There are two “take aways” from this post that we would like to emphasize.

brms makes it easy to specify Bayesian models that produce probability distributions that fully characterize estimated quantities. There is really no reason to settle for the frequentist point estimates that were the best that could be done before the availability of MCMC engines like stan.
In Bayesian analysis, we use the structural assumption that unidentified population parameters generate individual outcomes that are used to create summaries of these individuals. This means knowing the individuals (or, in our case, sufficient statistics about the individuals) greatly influences our posterior estimates of plausible population parameters. With brms we are able to quickly infer the difference between treatment and control in a disciplined and documented fashion.

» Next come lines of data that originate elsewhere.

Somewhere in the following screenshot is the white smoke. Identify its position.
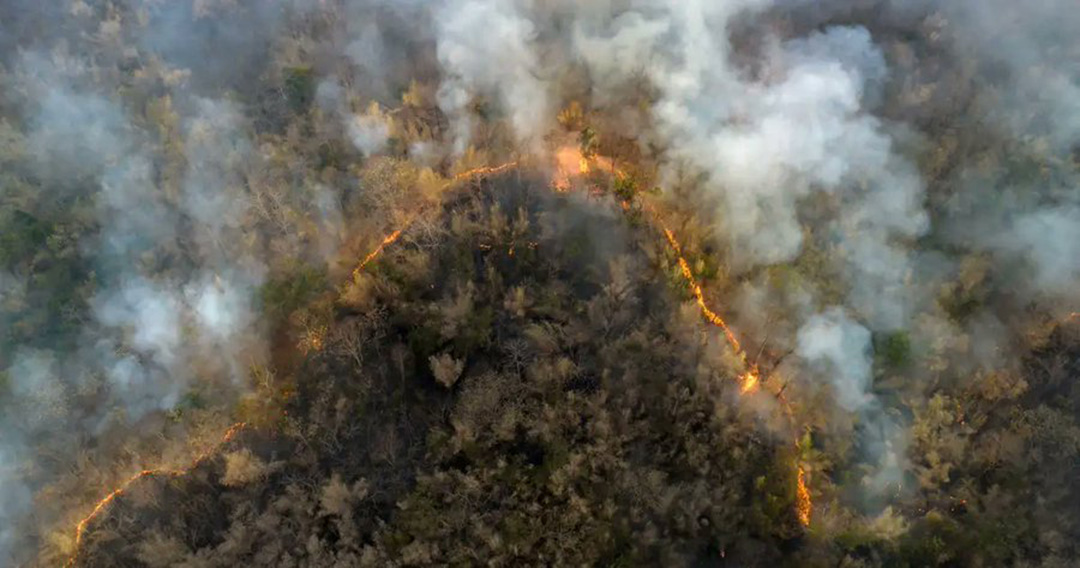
[434,0,552,153]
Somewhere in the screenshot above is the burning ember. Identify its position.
[65,422,247,566]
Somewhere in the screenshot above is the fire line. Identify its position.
[64,422,247,567]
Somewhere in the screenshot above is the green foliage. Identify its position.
[875,330,912,369]
[284,66,315,112]
[259,263,328,319]
[0,209,53,267]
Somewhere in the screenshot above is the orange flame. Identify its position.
[352,229,402,278]
[453,162,517,181]
[664,227,746,362]
[795,465,813,527]
[65,422,247,567]
[650,220,813,527]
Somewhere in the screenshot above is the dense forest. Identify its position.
[0,0,1080,568]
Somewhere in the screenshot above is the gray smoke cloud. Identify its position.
[0,0,1080,559]
[0,43,265,565]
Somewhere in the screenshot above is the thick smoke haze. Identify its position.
[0,0,1080,565]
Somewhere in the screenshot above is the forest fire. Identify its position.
[453,161,517,181]
[795,465,813,527]
[653,223,813,527]
[65,422,247,567]
[352,229,402,278]
[553,146,589,192]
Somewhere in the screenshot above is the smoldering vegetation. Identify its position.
[0,0,1080,566]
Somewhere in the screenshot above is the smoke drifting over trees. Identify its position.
[0,0,1080,567]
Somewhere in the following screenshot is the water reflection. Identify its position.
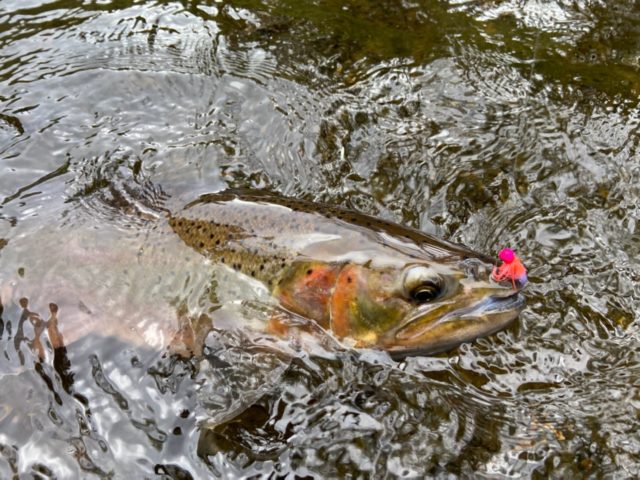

We would also like to point out that our simple example which is a typical meta-analysis project is a multi-level model built without having patient-level data. If we had the patient-level data from the Amplodipine study, then we might have considered a three-level nested model: subjects within treatment arms within studies. We avoided the first level by not having the data and the second level by directly modeling the difference between treatment arms.

See Details under brmsformula in the brms package PDF.
See Details under set_prior on page 211 of the package PDF.